Nesta semana, a Frente Parlamentar da Agropecuária (FPA) analisou a contraproposta apresentada pelo governo federal, elaborada na forma de uma Medida Provisória. No entanto, a avaliação da bancada ruralista foi de que o texto ainda está longe de atender às necessidades do setor. Persistem divergências sobre os critérios de enquadramento dos produtores, taxas de juros, prazos de carência, período de pagamento e, principalmente, sobre a abrangência da renegociação.

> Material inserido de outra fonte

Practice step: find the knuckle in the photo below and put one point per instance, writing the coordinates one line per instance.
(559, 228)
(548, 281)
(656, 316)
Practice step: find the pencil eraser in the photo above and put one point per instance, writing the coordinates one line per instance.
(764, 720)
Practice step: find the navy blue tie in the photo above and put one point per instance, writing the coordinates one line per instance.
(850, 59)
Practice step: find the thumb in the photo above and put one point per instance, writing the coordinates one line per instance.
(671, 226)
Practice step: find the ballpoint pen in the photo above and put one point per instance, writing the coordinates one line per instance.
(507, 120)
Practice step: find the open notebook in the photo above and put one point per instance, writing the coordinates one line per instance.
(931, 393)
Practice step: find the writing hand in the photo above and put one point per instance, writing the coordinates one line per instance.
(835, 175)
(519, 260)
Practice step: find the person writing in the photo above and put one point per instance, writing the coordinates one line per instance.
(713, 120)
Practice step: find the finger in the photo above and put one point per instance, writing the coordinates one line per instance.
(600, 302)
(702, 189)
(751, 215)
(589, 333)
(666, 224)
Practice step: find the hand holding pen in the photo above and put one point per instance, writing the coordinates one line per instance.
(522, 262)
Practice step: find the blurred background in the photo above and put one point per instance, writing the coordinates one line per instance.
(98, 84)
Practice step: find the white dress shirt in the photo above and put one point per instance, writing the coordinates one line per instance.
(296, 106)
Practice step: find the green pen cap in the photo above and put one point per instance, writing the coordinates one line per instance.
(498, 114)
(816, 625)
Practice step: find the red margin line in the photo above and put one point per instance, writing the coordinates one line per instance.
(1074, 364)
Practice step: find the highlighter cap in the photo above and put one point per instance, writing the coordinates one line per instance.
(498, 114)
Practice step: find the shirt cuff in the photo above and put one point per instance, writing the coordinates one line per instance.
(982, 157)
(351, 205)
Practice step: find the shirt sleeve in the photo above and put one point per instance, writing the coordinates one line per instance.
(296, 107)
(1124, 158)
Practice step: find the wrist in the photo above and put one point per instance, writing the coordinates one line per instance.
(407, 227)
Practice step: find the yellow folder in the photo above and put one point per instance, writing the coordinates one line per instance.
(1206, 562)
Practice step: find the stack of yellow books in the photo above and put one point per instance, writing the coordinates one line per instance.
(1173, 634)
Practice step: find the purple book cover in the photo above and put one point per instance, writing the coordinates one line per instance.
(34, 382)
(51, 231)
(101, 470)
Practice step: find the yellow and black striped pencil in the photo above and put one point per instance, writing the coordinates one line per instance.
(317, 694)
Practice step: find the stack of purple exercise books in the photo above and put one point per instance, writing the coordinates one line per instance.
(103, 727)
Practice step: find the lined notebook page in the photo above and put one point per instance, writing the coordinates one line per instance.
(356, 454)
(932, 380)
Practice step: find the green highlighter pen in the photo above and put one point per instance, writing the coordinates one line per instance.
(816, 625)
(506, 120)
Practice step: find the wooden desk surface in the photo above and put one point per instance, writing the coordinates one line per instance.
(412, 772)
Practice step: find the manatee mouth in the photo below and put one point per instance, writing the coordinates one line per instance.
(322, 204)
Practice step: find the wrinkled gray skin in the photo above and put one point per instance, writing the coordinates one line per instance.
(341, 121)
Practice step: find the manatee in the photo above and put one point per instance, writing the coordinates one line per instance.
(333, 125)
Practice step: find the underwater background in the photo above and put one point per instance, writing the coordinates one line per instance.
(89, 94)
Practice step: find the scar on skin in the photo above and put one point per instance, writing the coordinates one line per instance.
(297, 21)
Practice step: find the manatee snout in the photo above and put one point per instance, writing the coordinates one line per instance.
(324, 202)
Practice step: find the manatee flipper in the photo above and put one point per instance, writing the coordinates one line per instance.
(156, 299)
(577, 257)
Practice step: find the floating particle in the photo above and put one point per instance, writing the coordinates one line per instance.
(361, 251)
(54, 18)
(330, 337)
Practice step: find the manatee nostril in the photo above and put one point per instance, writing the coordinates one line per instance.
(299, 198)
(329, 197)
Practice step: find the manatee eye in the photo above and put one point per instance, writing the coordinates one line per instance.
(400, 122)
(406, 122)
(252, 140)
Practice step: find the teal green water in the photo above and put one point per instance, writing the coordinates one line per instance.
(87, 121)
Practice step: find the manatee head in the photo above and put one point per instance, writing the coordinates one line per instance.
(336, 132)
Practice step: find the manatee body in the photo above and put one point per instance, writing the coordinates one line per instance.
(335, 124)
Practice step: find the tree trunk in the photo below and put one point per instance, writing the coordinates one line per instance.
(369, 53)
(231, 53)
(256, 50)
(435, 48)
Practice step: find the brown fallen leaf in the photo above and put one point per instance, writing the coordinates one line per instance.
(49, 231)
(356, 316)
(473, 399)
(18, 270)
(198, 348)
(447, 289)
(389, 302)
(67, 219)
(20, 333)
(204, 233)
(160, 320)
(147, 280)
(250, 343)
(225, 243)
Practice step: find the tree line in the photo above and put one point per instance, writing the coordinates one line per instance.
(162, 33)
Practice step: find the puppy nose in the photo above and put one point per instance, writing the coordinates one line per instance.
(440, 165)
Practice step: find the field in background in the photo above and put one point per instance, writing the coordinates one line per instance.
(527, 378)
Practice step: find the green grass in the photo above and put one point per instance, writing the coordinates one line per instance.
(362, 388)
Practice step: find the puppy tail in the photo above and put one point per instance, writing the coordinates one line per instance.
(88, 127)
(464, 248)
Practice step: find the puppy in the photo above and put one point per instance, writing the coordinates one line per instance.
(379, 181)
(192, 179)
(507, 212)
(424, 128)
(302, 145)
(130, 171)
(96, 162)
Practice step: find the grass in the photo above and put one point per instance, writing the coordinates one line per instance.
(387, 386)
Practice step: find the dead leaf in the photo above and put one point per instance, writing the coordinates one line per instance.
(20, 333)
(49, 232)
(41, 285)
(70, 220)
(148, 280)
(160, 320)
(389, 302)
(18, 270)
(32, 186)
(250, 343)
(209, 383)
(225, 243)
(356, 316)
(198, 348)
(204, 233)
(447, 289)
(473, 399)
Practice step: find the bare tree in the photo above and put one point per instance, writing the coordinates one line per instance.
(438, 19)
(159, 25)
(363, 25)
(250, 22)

Enquanto o governo pretende restringir o benefício aos produtores afetados por eventos climáticos, a FPA defende que também sejam contemplados aqueles que enfrentaram dificuldades decorrentes da elevação dos custos de produção, juros elevados e queda da rentabilidade nos últimos anos.

Deputado Pedro Lupion, presidente da FPA: questões consideradas cruciais ainda precisam ser discutidas, como o montante das operações, os critérios de enquadramento dos produtores e as condições dos juros e prazos.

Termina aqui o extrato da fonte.